The solution is to make the uplink port an untagged member of a second do-nothing VLAN, by convention VLAN 4093. With no other port in that VLAN, the uplink port should never send any untagged traffic.
(It may receive untagged traffic, depending on how the upstream switch is configured.)
People who are less lazy and more thorough than I am can take this to the next level: make a new do-nothing VLAN for each port (perhaps numbering from 4000 on up, so you can easily keep them straight). This creates complete isolation for unconfigured ports.
(I might do this if our Allied Telesyn switches could be configured
through some scriptable command-line tool. Slogging through the tedium
of their serial console menu interface or their web server thingy to do
this much work is, however, beyond me. In theory I could use expect or
the like to create my own command-line tool, but that would be a lot of
work, necessarily be somewhat fragile, and likely run like warmed-over
maple syrup (while being a lot less appetizing).)

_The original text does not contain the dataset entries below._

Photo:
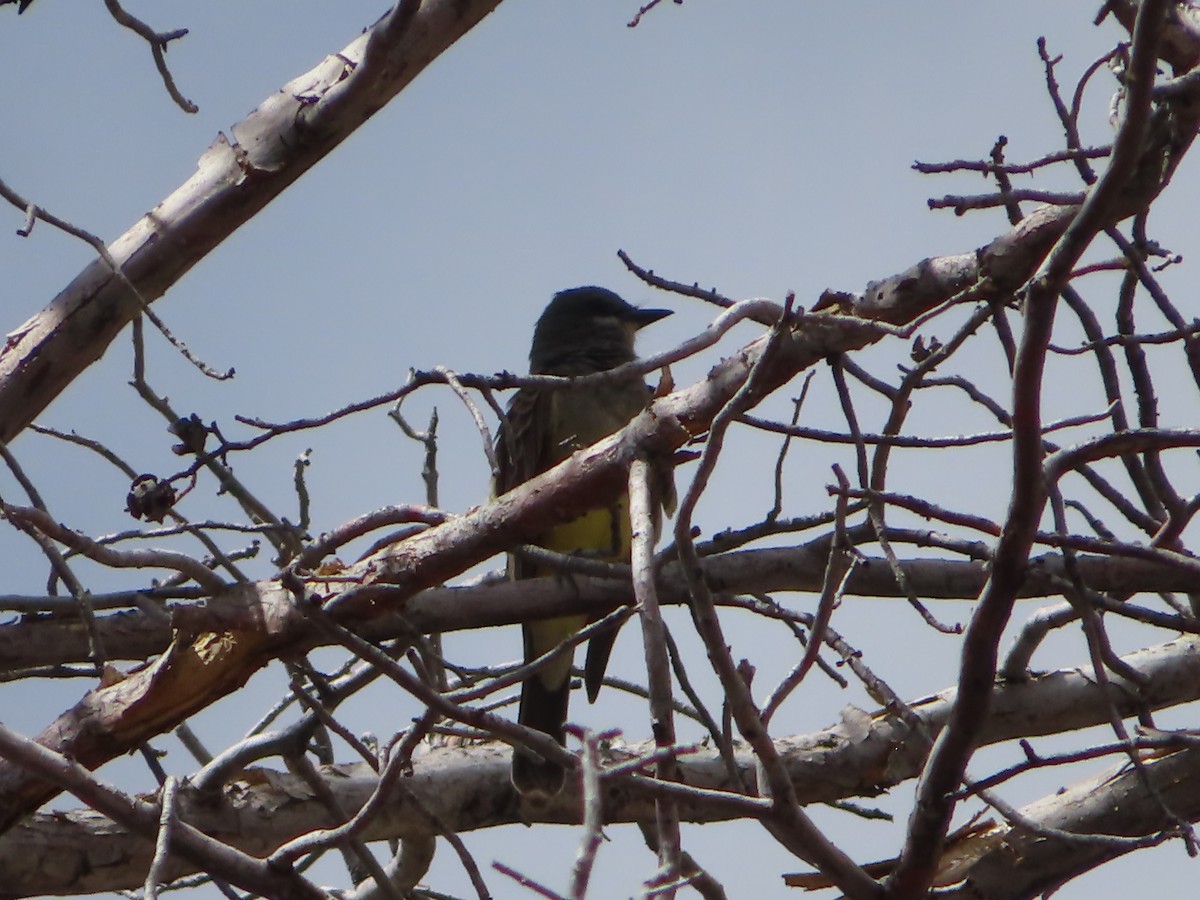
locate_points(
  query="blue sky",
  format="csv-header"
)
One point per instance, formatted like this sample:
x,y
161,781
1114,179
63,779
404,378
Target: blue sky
x,y
757,148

Sidebar: so why not explicitly disable unconfigured ports?
The simple answer is that it's too much make-work, because it means you have to touch two relatively widely separated areas of the switch's menu interface to turn up a port: you have to set its VLAN membership right, and then you have to remember to run off to a completely separate menu to actually turn it on. Forgetting to do one or the other will result in somewhat mysterious failures and a certain amount of annoyance.
(There's lots of reasons why a port might not come up when you plug something into it, such as a bad cable or something wonky on whatever you're using to test with.)
Since things only get plugged into unconfigured ports by accident anyways, I don't care that much and I'd rather avoid potential teeth-grinding mysteries.